The "Near shadings" dialog is the Dashboard for near shadings treatment.

Shadings_Dialog

You have to begin with the button "Construction/Perspective", which opens the 3D editor for building the global scene.

When exiting this tool with a valid 3D shading scene, the program will check the compatibility of your construction with elements previously defined for your system:

-  The orientation of your 3D fields should match the one defined on the "Orientation" part. If it is not the case the program will ask whether you want to update the "Orientation" definitions.

-  You should have defined sufficient and reasonable 3D area for putting the modules defined in the "System" part.

Therefore this implies that you have already defined (roughly) the main parameters of the system. This will be the case if you follow the advice of building your whole PV system "step by step", beginning with the most simple configuration without any complications, saving this version and adding complexities one after the other.

Table of shading factors

Once this scene has been well established, the "Table" button allows you to construct the shading factor table, which computes the Shading factor for a grid of sun (space) directions.

This process also calculates the diffuse and albedo attenuation factors, constant over the year.

After that you will be able to see the Iso-shading diagram and run the simulation.

If you have defined a partition in module strings during your 3D construction, two tables will be calculated simultaneously: one for the conventional "irradiance" or "linear" shading factor, and one for the shading factor according to the module strings.

Use in simulation

Now you have to specify how you want to take the shadings into account during the simulation. You have several choices depending on your progress in the system's study, the size of your system, etc.

- Linear (irradiance) shadings will only take the deficit of irradiance on the PV field into account, without electrical effect.

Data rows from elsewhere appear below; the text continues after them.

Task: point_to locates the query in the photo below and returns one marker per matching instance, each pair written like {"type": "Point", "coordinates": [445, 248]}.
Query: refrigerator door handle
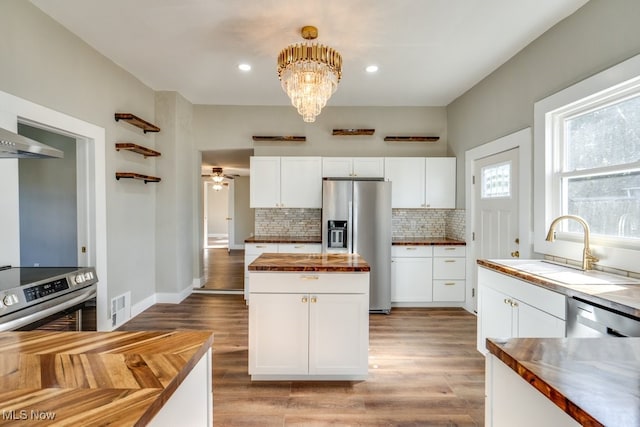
{"type": "Point", "coordinates": [351, 230]}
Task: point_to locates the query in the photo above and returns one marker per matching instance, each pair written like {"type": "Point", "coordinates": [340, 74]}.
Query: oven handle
{"type": "Point", "coordinates": [24, 321]}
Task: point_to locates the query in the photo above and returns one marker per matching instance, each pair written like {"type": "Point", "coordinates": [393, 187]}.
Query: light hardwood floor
{"type": "Point", "coordinates": [424, 370]}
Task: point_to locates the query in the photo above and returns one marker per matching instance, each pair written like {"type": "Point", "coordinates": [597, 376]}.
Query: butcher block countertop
{"type": "Point", "coordinates": [310, 262]}
{"type": "Point", "coordinates": [427, 241]}
{"type": "Point", "coordinates": [594, 380]}
{"type": "Point", "coordinates": [94, 378]}
{"type": "Point", "coordinates": [620, 293]}
{"type": "Point", "coordinates": [283, 239]}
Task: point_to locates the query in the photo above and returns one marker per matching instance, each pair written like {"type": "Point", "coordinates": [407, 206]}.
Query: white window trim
{"type": "Point", "coordinates": [625, 74]}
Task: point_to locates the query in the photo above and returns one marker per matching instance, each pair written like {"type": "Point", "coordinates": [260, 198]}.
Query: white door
{"type": "Point", "coordinates": [496, 200]}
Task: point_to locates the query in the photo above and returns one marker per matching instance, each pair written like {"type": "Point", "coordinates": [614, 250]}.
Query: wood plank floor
{"type": "Point", "coordinates": [424, 370]}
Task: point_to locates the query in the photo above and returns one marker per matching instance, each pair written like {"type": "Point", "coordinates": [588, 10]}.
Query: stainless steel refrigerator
{"type": "Point", "coordinates": [356, 218]}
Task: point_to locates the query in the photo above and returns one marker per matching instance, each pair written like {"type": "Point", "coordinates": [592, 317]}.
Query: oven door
{"type": "Point", "coordinates": [71, 312]}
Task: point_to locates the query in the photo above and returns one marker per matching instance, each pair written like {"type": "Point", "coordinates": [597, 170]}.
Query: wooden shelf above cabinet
{"type": "Point", "coordinates": [353, 132]}
{"type": "Point", "coordinates": [285, 138]}
{"type": "Point", "coordinates": [144, 151]}
{"type": "Point", "coordinates": [133, 175]}
{"type": "Point", "coordinates": [137, 121]}
{"type": "Point", "coordinates": [412, 138]}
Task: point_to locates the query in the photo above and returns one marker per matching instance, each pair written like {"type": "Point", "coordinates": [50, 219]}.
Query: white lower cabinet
{"type": "Point", "coordinates": [512, 401]}
{"type": "Point", "coordinates": [509, 307]}
{"type": "Point", "coordinates": [309, 326]}
{"type": "Point", "coordinates": [427, 275]}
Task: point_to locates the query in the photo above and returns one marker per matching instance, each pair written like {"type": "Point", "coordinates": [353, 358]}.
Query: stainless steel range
{"type": "Point", "coordinates": [34, 297]}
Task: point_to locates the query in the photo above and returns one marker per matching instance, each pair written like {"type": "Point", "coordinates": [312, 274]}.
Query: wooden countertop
{"type": "Point", "coordinates": [283, 239]}
{"type": "Point", "coordinates": [310, 262]}
{"type": "Point", "coordinates": [620, 296]}
{"type": "Point", "coordinates": [95, 378]}
{"type": "Point", "coordinates": [427, 241]}
{"type": "Point", "coordinates": [594, 380]}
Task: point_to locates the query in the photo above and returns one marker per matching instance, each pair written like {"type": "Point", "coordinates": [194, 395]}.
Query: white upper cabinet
{"type": "Point", "coordinates": [420, 182]}
{"type": "Point", "coordinates": [440, 182]}
{"type": "Point", "coordinates": [353, 167]}
{"type": "Point", "coordinates": [286, 182]}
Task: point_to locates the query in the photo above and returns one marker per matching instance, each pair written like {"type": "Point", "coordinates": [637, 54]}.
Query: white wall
{"type": "Point", "coordinates": [45, 64]}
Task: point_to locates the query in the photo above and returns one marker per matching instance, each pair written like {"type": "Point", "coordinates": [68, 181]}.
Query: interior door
{"type": "Point", "coordinates": [496, 201]}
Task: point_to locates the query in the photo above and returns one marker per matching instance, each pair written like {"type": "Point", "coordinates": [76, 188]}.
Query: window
{"type": "Point", "coordinates": [597, 165]}
{"type": "Point", "coordinates": [496, 181]}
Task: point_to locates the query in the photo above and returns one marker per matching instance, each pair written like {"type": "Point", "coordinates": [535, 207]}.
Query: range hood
{"type": "Point", "coordinates": [15, 146]}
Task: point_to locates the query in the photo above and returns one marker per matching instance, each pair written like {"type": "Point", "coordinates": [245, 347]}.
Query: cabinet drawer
{"type": "Point", "coordinates": [309, 282]}
{"type": "Point", "coordinates": [260, 248]}
{"type": "Point", "coordinates": [449, 268]}
{"type": "Point", "coordinates": [450, 251]}
{"type": "Point", "coordinates": [402, 251]}
{"type": "Point", "coordinates": [448, 290]}
{"type": "Point", "coordinates": [300, 248]}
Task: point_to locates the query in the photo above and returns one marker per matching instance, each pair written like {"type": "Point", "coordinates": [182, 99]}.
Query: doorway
{"type": "Point", "coordinates": [515, 150]}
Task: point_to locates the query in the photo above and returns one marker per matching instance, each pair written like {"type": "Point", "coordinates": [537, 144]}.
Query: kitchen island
{"type": "Point", "coordinates": [309, 317]}
{"type": "Point", "coordinates": [106, 378]}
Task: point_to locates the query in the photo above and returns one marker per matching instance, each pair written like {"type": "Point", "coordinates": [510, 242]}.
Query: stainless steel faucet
{"type": "Point", "coordinates": [587, 259]}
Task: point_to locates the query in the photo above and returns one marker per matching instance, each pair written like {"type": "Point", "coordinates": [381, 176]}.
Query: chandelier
{"type": "Point", "coordinates": [217, 178]}
{"type": "Point", "coordinates": [309, 74]}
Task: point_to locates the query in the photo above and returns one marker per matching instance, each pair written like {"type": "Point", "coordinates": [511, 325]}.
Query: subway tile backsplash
{"type": "Point", "coordinates": [405, 222]}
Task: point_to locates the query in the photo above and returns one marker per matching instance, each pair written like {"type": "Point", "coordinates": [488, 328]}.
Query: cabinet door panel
{"type": "Point", "coordinates": [336, 167]}
{"type": "Point", "coordinates": [301, 182]}
{"type": "Point", "coordinates": [495, 316]}
{"type": "Point", "coordinates": [538, 324]}
{"type": "Point", "coordinates": [407, 177]}
{"type": "Point", "coordinates": [338, 334]}
{"type": "Point", "coordinates": [368, 167]}
{"type": "Point", "coordinates": [440, 182]}
{"type": "Point", "coordinates": [264, 182]}
{"type": "Point", "coordinates": [412, 280]}
{"type": "Point", "coordinates": [278, 334]}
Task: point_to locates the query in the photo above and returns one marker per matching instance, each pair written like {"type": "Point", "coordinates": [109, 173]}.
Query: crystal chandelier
{"type": "Point", "coordinates": [309, 74]}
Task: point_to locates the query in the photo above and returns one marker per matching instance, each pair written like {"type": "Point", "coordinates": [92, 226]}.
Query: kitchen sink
{"type": "Point", "coordinates": [567, 274]}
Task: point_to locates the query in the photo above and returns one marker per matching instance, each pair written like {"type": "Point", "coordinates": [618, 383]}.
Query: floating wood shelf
{"type": "Point", "coordinates": [285, 138]}
{"type": "Point", "coordinates": [146, 152]}
{"type": "Point", "coordinates": [353, 132]}
{"type": "Point", "coordinates": [137, 121]}
{"type": "Point", "coordinates": [411, 138]}
{"type": "Point", "coordinates": [133, 175]}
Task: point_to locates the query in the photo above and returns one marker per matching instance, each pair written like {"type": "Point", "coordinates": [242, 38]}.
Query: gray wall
{"type": "Point", "coordinates": [244, 216]}
{"type": "Point", "coordinates": [48, 208]}
{"type": "Point", "coordinates": [599, 35]}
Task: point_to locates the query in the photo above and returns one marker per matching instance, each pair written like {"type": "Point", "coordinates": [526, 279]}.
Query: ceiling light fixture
{"type": "Point", "coordinates": [309, 74]}
{"type": "Point", "coordinates": [217, 175]}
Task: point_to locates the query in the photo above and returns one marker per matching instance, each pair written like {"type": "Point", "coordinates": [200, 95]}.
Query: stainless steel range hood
{"type": "Point", "coordinates": [15, 146]}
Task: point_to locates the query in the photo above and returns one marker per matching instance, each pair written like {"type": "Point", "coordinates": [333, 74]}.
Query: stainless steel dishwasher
{"type": "Point", "coordinates": [586, 319]}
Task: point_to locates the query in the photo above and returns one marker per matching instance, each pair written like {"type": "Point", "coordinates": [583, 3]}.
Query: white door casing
{"type": "Point", "coordinates": [523, 140]}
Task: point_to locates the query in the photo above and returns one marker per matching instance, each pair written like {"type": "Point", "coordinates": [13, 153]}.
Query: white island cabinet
{"type": "Point", "coordinates": [309, 317]}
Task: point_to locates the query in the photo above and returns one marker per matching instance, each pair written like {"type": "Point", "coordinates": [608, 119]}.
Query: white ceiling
{"type": "Point", "coordinates": [429, 51]}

This represents a lower limit of the full shading losses.

You can compute this simulation either in a fast way (interpolating in the shading factor table at each step), or in a slower way by computing the full shading factor at each simulation step.

- According to module strings: during the construction of the 3D scene, you can define a partition in module strings. This option will calculate a shading factor  "According to strings", representing a higher limit for electrical effects.

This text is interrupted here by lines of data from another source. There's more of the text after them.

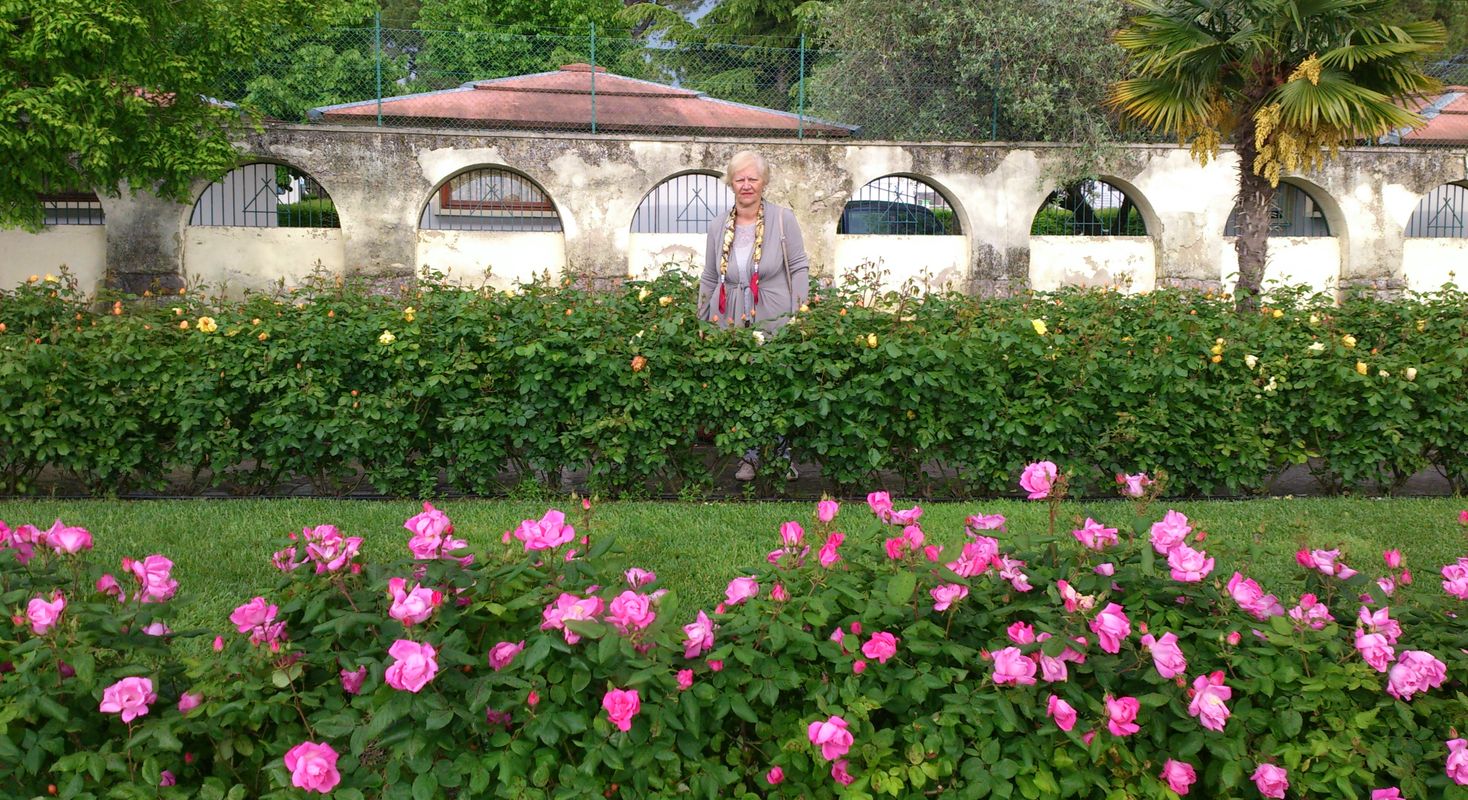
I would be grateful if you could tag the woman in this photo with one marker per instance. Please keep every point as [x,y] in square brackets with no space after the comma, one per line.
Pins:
[755,267]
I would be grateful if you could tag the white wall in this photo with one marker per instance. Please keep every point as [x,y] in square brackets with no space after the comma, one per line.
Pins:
[1430,263]
[1125,262]
[511,257]
[934,263]
[82,248]
[1289,260]
[238,259]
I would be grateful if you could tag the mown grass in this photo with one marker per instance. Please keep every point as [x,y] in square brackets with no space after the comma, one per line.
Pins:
[222,548]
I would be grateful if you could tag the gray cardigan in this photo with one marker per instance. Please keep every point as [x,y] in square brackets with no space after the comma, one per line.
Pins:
[784,270]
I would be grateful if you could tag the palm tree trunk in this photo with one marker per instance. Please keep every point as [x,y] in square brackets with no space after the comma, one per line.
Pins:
[1252,220]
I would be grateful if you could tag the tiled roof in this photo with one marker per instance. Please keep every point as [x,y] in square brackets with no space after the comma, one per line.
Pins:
[562,100]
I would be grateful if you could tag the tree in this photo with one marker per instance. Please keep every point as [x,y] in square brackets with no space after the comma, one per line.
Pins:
[1285,81]
[94,93]
[968,69]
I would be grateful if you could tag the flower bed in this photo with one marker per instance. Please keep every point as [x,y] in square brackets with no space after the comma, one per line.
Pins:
[1113,659]
[451,388]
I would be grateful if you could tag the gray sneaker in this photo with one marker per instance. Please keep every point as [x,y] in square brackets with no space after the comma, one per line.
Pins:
[746,471]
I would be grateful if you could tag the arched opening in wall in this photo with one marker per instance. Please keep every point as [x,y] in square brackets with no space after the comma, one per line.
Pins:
[491,198]
[260,226]
[264,195]
[491,225]
[899,229]
[1436,247]
[671,222]
[1092,232]
[1294,212]
[1088,209]
[1304,244]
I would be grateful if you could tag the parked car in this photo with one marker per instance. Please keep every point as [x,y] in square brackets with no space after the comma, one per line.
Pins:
[890,217]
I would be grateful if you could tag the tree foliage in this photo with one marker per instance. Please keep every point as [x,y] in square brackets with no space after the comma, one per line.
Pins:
[1285,81]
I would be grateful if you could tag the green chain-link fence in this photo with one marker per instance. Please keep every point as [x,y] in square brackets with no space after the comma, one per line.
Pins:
[592,82]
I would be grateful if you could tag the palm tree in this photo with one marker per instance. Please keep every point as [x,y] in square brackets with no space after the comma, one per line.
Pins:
[1285,81]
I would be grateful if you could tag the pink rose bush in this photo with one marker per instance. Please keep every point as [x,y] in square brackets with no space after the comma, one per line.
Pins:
[808,674]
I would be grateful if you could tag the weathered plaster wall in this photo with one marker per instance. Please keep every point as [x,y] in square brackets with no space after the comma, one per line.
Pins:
[382,178]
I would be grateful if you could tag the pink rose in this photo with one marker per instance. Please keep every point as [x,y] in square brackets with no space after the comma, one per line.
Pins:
[830,551]
[1062,712]
[353,680]
[1112,627]
[840,772]
[1208,700]
[740,589]
[947,593]
[1038,479]
[411,608]
[881,505]
[831,736]
[1094,535]
[1012,667]
[504,652]
[1122,715]
[413,665]
[1188,565]
[1455,579]
[1172,530]
[630,612]
[880,648]
[699,636]
[1414,671]
[548,533]
[1179,775]
[190,702]
[1458,761]
[621,705]
[129,697]
[1270,780]
[1166,655]
[1134,486]
[313,766]
[68,539]
[44,614]
[154,577]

For a final result you can specify the Fraction for electrical effect, which is a cursor between pure "linear" calculation (lower limit 0%) and full electrical effect (higher limit 100%).

- Detailed, according to Module Layout: Finally, after specifying a detailed "Module layout" configuration, you can ask to compute the shadings according to detailed electrical losses.

Model Library

The shading scene parameters are stored with your "calculation version", and don't give rise to any additional files.

However, you can store your 3D shading scene in a *.SHD file, which may be reused in another project.